= Lynette Jones =

New Zealand mechanical engineer

Lynette Anne Jones is a New Zealand mechanical engineer whose research concerns haptic technology, haptic perception, thermal output devices, microsurgery, and the function and mechanics of the human hand and skin. She is a senior research scientist in the Department of Mechanical Engineering at the Massachusetts Institute of Technology.

==Education and career==
Jones earned bachelors and masters degrees at the University of Auckland in 1976 and 1978. She completed a PhD at McGill University in Canada in 1983.

After postdoctoral research at McGill's Montreal Neurological Institute, she continued at McGill as a researcher and, in 1991, became a tenured associate professor there. She moved to the Massachusetts Institute of Technology as a principal research scientist in 1994, and was named a senior research scientist in 2010.
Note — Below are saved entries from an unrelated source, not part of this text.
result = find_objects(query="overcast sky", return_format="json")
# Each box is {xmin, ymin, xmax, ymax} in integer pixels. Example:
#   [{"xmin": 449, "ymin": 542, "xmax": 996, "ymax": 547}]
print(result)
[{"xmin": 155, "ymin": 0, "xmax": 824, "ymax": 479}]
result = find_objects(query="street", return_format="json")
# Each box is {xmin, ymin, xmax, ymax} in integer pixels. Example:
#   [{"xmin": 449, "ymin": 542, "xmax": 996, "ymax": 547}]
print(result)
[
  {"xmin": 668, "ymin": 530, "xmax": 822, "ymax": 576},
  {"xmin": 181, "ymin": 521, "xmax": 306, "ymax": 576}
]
She was editor-in-chief of IEEE Transactions on Haptics from 2014 to 2019.

==Books==
Jones is the author of the book Haptics (MIT Press, Essential Knowledge Series, 2018). With Susan Lederman, Jones is coauthor of the book Human Hand Function (Oxford University Press, 2006).

==Recognition==
Jones was named an IEEE Fellow in 2018, "for contributions to tactile and thermal displays".